The MRI scans weren't shared with physio, although the rheum clinic has them. I'm ok with this though because the consultant I saw privately went through the results with me. These x-rays were taken at the same hospital (NHS) and they are all part of one multi-disciplinary team, so I do feel that someone over the last year could have told me. #

Yes, they were talking about slowing down the ligament and tendon problems as well as building up some strength. Despite being tired, I went to the gym and for a walk, did my exercises and all with the orthotics in my shoes. Normally, it takes some time for me to wrap my head around this sort of thing but I am quite motivated at the moment, so I went for it!

I've agreed to try a low dose of amitriptyline to manage the nerve pain. I once had a horrific reaction but they feel the dose was too high, so I cautiously agreed to try again.

Sorry, a bit whiney, I'm afraid. I'm feeling a little out of sorts, not helped by driving into a width restriction on Friday and smashing my wing mirror. :roll:

stickywicket

I know some on here get copied in for all reports, Sophie. Might that be a solution for the future?

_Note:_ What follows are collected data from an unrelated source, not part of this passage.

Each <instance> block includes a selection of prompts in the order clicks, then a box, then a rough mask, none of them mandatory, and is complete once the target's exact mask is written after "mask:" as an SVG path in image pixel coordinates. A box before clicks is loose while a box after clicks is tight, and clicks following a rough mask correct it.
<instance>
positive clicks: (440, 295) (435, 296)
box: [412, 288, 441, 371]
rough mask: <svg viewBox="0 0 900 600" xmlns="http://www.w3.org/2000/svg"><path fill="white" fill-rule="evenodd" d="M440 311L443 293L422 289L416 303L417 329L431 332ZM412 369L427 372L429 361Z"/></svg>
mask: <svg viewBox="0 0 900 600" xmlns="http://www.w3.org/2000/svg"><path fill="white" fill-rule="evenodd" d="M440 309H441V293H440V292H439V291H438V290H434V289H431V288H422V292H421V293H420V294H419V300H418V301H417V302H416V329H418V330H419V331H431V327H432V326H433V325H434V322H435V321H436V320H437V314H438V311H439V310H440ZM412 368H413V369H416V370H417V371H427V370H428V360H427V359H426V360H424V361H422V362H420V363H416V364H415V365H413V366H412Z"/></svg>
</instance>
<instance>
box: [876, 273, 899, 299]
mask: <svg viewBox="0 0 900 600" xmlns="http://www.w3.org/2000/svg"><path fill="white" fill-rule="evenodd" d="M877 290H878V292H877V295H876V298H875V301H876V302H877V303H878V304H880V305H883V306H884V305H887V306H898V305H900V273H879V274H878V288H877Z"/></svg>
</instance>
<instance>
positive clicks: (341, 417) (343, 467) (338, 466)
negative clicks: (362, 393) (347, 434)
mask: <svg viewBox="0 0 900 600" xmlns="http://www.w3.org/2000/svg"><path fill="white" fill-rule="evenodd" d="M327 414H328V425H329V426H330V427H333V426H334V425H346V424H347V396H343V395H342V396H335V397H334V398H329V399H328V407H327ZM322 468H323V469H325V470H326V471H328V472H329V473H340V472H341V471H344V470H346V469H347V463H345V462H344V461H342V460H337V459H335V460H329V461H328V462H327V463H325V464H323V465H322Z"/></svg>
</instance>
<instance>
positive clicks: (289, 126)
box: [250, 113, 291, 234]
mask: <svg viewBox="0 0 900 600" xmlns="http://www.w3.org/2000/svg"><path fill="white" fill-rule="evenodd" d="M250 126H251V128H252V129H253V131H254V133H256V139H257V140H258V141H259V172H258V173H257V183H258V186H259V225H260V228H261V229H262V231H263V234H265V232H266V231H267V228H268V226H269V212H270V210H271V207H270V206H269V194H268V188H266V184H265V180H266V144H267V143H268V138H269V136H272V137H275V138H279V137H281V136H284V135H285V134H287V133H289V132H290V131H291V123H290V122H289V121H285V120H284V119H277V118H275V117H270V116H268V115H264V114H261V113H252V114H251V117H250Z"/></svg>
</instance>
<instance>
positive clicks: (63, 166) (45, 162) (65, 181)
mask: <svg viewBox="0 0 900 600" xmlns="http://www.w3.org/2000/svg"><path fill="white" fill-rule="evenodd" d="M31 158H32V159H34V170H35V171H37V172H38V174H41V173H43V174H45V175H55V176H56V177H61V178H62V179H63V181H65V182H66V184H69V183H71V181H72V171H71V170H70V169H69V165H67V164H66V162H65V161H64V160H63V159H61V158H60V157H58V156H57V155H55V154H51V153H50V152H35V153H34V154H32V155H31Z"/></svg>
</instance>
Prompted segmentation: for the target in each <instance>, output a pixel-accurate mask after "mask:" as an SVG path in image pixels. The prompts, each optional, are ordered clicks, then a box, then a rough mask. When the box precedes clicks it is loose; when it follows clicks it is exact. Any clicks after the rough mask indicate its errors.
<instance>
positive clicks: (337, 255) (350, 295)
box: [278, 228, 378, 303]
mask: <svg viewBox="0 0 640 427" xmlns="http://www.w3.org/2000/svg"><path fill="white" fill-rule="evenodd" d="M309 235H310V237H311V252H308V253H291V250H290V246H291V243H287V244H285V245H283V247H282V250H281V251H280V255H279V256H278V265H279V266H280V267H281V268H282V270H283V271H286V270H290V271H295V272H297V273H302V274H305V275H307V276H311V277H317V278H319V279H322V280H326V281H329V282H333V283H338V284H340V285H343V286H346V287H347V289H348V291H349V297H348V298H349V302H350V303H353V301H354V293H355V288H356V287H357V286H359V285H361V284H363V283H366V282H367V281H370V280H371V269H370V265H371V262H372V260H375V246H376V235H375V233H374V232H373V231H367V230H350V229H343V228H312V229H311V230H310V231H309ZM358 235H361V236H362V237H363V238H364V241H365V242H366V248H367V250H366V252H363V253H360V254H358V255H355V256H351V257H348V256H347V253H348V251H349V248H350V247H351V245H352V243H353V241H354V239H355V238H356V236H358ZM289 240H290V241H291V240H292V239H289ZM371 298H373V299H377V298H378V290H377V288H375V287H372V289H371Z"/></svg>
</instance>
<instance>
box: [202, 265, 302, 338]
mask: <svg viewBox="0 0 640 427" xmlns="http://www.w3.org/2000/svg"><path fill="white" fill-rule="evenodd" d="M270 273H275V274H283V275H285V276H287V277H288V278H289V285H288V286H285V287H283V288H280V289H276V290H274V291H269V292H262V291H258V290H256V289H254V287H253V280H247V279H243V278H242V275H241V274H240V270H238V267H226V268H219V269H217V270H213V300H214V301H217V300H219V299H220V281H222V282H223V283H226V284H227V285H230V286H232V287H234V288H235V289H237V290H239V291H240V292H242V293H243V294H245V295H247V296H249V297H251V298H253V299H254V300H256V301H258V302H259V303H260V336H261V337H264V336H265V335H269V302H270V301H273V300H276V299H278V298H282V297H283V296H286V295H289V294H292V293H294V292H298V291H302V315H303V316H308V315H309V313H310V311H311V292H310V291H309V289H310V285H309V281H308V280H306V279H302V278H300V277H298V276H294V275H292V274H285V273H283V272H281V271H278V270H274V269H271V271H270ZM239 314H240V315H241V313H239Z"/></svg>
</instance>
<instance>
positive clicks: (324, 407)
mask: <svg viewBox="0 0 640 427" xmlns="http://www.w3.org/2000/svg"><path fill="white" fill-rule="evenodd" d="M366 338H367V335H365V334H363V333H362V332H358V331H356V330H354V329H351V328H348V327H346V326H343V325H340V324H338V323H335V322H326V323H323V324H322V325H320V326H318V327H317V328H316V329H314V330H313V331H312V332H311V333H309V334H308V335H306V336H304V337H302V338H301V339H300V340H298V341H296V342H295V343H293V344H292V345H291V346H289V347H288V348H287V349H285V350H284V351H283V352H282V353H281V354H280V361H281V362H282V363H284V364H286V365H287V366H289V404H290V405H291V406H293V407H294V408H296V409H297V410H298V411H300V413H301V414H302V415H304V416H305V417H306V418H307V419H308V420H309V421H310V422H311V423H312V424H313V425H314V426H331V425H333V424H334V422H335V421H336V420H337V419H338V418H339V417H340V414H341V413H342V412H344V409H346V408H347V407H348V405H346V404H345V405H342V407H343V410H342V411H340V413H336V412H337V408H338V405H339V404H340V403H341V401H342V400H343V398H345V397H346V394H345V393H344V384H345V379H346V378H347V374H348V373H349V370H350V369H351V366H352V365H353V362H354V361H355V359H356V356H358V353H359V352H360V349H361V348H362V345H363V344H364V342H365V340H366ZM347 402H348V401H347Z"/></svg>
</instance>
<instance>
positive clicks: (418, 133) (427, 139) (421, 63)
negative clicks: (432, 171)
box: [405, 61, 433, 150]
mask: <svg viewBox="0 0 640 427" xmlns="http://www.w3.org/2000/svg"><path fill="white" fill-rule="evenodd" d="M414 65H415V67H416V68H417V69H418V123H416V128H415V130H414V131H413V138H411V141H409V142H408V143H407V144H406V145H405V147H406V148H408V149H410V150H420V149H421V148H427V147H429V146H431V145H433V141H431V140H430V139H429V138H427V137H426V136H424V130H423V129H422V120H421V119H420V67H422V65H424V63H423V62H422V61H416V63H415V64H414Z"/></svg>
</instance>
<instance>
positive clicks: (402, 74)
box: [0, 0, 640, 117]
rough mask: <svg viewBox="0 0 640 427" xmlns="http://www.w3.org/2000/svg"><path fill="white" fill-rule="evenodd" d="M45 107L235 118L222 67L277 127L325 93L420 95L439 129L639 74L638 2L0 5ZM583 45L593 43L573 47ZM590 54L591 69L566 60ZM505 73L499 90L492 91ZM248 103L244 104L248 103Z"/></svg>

Well done for cracking on with the exercise. i hope it does what it says on the tin but please don't go at it hell for leather at first.

I hope the new amitrriptyline plan works well with none of the earlier problems.

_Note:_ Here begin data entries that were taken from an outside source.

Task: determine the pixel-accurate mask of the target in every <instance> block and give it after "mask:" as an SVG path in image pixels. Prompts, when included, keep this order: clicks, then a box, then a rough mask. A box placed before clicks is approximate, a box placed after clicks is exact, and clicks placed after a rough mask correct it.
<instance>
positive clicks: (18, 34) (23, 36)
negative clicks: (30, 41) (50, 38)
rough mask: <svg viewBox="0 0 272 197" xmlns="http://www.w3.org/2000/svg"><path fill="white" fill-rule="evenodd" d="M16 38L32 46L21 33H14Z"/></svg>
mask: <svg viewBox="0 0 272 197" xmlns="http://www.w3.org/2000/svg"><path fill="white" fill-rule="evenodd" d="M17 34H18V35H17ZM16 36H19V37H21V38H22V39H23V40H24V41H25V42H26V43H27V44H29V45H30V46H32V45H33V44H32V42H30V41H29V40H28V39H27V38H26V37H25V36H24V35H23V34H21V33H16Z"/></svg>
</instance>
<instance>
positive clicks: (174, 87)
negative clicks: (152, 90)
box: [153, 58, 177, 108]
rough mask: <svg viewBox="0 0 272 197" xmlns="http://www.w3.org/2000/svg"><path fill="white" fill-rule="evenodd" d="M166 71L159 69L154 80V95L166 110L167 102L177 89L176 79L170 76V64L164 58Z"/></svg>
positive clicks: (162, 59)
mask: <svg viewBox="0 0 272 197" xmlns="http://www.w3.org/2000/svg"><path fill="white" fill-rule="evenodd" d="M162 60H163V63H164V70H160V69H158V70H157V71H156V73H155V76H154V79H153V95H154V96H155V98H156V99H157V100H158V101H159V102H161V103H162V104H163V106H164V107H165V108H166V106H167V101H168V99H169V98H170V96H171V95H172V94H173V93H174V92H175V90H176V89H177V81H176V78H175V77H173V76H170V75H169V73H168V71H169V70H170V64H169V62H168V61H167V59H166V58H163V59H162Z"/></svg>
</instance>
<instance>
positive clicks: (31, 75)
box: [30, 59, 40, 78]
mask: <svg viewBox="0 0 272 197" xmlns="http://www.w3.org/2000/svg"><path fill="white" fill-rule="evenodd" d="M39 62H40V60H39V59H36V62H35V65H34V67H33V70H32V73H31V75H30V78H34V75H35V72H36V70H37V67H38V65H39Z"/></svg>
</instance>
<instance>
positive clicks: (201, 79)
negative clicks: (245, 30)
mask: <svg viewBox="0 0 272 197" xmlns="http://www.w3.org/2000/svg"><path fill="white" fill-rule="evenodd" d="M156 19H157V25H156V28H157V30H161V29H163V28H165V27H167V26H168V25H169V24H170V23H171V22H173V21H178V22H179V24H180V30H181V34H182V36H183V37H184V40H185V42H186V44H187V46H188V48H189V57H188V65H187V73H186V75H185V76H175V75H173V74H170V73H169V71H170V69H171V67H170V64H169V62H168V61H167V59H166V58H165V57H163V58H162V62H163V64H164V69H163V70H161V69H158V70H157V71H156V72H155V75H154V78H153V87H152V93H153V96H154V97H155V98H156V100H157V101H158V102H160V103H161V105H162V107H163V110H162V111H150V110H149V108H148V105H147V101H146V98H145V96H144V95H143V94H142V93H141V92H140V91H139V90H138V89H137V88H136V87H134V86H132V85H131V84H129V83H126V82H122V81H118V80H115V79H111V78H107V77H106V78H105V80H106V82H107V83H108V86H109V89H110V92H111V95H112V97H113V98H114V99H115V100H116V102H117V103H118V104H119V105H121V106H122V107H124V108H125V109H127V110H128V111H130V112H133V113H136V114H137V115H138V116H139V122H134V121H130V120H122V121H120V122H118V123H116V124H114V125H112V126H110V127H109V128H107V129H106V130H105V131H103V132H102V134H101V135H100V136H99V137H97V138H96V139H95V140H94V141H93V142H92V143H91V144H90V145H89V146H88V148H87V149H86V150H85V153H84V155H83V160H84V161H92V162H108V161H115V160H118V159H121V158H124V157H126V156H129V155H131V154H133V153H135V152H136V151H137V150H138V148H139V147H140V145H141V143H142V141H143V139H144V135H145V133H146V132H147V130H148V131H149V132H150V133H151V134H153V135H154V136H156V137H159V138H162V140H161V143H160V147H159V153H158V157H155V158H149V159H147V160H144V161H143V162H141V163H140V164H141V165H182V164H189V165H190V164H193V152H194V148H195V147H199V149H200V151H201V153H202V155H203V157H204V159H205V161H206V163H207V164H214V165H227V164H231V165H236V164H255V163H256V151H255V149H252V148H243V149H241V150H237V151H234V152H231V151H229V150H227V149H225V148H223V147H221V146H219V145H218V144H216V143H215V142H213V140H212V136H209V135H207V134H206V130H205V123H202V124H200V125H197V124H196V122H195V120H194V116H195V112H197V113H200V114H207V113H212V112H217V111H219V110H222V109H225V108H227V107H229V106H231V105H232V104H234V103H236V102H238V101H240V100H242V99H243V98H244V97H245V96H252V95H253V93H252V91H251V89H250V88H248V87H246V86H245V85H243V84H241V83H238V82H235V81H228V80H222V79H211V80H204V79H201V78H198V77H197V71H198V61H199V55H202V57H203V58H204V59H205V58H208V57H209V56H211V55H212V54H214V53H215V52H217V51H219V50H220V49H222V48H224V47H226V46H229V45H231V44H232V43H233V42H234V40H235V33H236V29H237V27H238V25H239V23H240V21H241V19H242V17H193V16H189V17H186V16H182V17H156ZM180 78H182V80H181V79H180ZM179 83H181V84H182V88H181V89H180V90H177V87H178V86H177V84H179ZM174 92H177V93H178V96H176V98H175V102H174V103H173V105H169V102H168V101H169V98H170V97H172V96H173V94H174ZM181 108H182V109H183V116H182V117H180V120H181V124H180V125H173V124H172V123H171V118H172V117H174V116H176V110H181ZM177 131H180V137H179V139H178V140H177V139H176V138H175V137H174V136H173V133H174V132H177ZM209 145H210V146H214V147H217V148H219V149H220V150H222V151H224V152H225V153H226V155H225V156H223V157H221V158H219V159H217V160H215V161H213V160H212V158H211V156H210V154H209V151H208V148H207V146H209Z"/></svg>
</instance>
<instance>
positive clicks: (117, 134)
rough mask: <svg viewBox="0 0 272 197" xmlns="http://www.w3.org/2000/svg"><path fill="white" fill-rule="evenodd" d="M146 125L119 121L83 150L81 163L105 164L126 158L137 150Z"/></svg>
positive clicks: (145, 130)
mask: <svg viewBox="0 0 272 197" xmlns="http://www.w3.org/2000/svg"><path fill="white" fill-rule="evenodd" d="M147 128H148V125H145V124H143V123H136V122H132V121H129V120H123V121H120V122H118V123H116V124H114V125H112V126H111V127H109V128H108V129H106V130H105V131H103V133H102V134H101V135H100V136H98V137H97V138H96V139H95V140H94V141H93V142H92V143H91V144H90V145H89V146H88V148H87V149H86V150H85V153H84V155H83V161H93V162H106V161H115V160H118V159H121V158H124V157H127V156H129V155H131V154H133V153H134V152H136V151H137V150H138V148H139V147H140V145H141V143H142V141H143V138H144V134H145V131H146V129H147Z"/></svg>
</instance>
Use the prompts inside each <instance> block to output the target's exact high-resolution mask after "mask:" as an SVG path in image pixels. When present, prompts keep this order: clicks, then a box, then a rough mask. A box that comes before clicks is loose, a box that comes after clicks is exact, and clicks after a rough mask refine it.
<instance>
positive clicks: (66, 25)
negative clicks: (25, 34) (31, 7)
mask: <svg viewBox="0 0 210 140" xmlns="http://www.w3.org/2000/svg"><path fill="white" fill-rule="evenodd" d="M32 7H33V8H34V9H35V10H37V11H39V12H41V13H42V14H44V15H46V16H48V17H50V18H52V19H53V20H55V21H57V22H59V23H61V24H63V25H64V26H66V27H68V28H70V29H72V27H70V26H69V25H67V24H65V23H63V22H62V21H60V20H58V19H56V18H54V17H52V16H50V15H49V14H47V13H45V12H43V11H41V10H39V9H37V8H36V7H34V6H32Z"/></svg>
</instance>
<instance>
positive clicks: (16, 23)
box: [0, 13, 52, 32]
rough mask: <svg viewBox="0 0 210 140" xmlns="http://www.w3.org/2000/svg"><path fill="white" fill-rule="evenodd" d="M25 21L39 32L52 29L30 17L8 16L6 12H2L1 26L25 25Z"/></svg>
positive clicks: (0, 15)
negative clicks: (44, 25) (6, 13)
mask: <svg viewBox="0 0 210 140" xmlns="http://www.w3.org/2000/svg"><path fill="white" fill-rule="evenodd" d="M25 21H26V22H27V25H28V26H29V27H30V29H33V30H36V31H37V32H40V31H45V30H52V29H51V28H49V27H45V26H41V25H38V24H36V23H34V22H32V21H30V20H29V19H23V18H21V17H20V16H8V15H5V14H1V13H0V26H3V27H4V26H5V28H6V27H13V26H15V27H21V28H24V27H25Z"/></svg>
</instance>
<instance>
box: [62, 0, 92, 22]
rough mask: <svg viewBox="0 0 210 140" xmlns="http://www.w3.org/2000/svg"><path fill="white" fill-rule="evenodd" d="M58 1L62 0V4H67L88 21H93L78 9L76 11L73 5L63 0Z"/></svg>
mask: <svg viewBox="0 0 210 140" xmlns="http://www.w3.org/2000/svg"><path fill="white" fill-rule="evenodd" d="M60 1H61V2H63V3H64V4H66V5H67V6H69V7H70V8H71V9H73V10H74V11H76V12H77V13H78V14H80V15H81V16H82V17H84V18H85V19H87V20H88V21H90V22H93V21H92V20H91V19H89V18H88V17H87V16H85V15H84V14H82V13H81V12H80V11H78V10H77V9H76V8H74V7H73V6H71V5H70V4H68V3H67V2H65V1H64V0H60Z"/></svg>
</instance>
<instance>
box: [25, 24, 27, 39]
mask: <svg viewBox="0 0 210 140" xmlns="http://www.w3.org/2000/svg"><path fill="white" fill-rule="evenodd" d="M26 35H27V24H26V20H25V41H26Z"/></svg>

You are never whiney though you have much to whine about. I'm sorry about the wing mirror. Mr SW has just been done for driving in a bus lane - with photos so no denying it Apparently, it was my fault :roll:

dreamdaisy

How the heck was that your fault, Sticky? :? I'm sorry about the wing mirror, Sophie, but it is something which can easily be repaired - unlike us. Communication between departments is often unreliable and it's always the patient that pays the price. Keep up the good work (I hope the motivation lasts at least a little while longer) and that further damage can be slowed to a notable degree. DD

stickywicket

Having done one circuit of the fairly unfamiliar town we were stopped at traffic lights and could see the desired building 100 yards on the left. He asked if we could turn left there and I said another car had done. It turned out the other car was a taxi and it was them and buses only. We had both failed to read the lane sign painted on the road. He was actually taxiing me to a lunch with my friends but I don't think it's worth pleading taxi status

Sophie, I wish you well for the coming week in work, exercise and rest. how are you getting on with the amitrip?

Slosh

Starburst, I've read your last post several times and still can't find the whine. Please can you give me a clue as to where it is.